Ability To Change Root User Password (Vulnerability?)
You pretty much hit the nail on the head when you said that you need physical access to the machine.
If you have physical access, you don't need to go through the official steps to reset the root password, as you can flips bits on the hard drive directly, if you know what you're doing. I.e., you can boot up a recovery OS from a DVD or flash drive, and mount the drive that way to gain complete read/write access to the entire disk.
Disk encryption will mitigate the risk, but doesn't remove it entirely* but makes attacks much more complicated. It is best to assume that an attacker with physical access will be able to influence every aspect of the device in time.
Since it's assumed that attackers with physical access will always gain privileged account access eventually, there's little point in putting the legitimate administrators through extra trouble if they lost their password.
Every Linux distro that I have used has had this feature, though it's possible that some of the distros aimed at a more paranoid audience could disable this.
In addition, it's a standard feature in BSD Unixes, was tested for on the CCNA exam at least 15 years ago when I took it for Cisco devices, and it's fairly trivial to reset passwords on a Windows machine if it isn't explicitly secured.
*
The attacker could for example add a backdoored kernel or initrd in the /boot
directory, that needs to be unencrypted because the bootloader must be able to read the kernel and initrd files.

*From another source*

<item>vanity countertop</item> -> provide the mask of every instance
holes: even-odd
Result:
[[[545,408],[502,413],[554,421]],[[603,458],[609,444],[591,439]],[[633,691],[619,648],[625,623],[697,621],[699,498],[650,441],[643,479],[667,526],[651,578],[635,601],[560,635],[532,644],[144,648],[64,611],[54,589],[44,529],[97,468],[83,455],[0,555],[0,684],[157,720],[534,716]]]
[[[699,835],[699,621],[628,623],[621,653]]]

How is this not a glaring security vulnerability?
It is. Physical access to your system is the ultimate vulnerability.
Is there a way to disable this 'feature' so that it cannot be changed from GRUB like this?

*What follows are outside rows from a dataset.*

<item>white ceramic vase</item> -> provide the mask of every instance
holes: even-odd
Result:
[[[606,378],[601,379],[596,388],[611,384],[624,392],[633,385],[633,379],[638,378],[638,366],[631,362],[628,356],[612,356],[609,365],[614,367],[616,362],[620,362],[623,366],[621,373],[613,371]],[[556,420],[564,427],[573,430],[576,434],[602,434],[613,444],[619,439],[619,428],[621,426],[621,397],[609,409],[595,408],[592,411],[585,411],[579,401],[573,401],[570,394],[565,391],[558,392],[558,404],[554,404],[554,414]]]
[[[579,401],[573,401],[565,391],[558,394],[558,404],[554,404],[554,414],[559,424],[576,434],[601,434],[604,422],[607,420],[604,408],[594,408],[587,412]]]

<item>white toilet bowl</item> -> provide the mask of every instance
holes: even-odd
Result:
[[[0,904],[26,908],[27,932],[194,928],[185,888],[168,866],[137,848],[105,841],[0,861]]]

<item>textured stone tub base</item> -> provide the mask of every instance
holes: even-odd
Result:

Can you do this in all other Linux distros as well? Or is this a Redhat exclusive ability?
Make yourself aware of what is happening here:
Your operating system is not even running yet when the attacker takes control of your system.

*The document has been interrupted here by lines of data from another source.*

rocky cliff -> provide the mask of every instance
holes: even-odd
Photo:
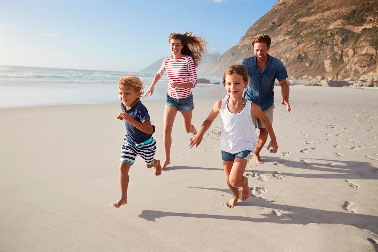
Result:
[[[221,77],[254,55],[251,42],[265,33],[272,38],[269,54],[282,61],[290,79],[378,85],[377,26],[376,0],[280,0],[204,72]]]

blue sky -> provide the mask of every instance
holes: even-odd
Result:
[[[222,54],[276,2],[0,0],[0,65],[138,71],[192,31]]]

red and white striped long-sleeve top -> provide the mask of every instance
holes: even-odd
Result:
[[[192,89],[175,89],[170,87],[171,83],[177,82],[180,84],[191,82],[193,88],[198,84],[194,63],[190,56],[185,56],[179,59],[174,59],[172,56],[168,56],[163,60],[161,67],[156,75],[161,77],[166,70],[169,81],[167,93],[172,97],[185,98],[192,93]]]

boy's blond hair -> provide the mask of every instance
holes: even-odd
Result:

While GRUB comes packaged with Linux, it's not an integral part of it, and actually, the attacker could replace GRUB with some other bootloader without the OS being any the wiser.
So it's not as much about your OS being vulnerable. It's about your OS, any OS really, having been taken out of the equation.
Even if you have your hard drive encrypted, requiring the user to enter the password before the actual boot. With physical access to your system, nothing keeps the attacker from e.g. installing a keylogger (hardware or software) to get that password the next time it is entered.
Since there is virtually no way to defend against an attacker with physical access to your machine, generic operating systems don't bother with making it hard(er) for an attacker with such priviledges. You've already lost the fight at this point.
Someone with physical access is, effectively, a root user.